The number-one rudest thing you can do: showing up to the get-together when you're sick. In the past, attending a gathering with a cough and sniffle was considered disrespectful, but during coronavirus, it's downright dangerous. If you have any symptoms at all, it's best to let the host know you won't be able to make it. You may think it ill-mannered to rescind your acceptance at the last minute, but rest assured, it's even poorer form to show up under the weather, sneeze through three courses, and risk getting the rest of the group sick. Even if you feel fine, play it safe and take your temperature before seeing friends or family.

bad-guest-etiquette: phone and cocktail
Credit: Getty Images

Besides showing up sick, there are several other bad guest behaviors that made the list. The second-worst offense according to hosts: asking for a dish or drink that isn't out. There are probably exceptions to this pet peeve, like if you're allergic to everything else on the menu—in which case you should call or email to tell your host beforehand; but, for the most part, guests should do their best to be a sport and enjoy what's offered.

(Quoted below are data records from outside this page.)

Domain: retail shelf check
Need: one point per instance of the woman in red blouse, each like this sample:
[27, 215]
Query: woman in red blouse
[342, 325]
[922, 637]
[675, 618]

The third worst type of guest is the one who overstays their welcome. Unless the hosts are your besties and offer you a post-party nightcap, read the room. If they're yawning and starting to load the dishwasher—and the rest of the attendees have left—that's your signal to grab your coat. A few other things that'll get under a host's skin? Not RSVPing, drinking too much, and spending the whole time on your phone.

Here's the full list of the 10 worst breaches of guest etiquette you can make. Good to know, just in case you've been inadvertently committing any of these offenses.

1. Showing up ill (36 percent)

2. Asking for a food or drink that isn't out (33 percent)

3. Being the last one to leave (33 percent)

4. Getting too drunk (33 percent)

5. Showing up early (32 percent)

6. Being on your phone all night (30 percent)

7. Launching into politics (29 percent)

8. Not RSVPing to invite (28 percent)

9. Spilling a drink or food (27 percent)

10. Not bringing food (to a potluck) (26 percent)

During the pandemic, there are a few additional guest etiquette guidelines to follow. In general, it's a good idea to follow the host's lead and do what feels safest to you (even if that means leaving the gathering if it starts to feel unsafe). Maintain social distancing (at least six feet), arrive with your mask on, and only remove your mask if the host recommends it and you feel safe doing so. And if the host makes specific requests about hand-washing, hand sanitizer, or socially distanced seating, be sure to follow them. At times it may feel awkward, but the politest thing a guest can do is care for the health and safety of others.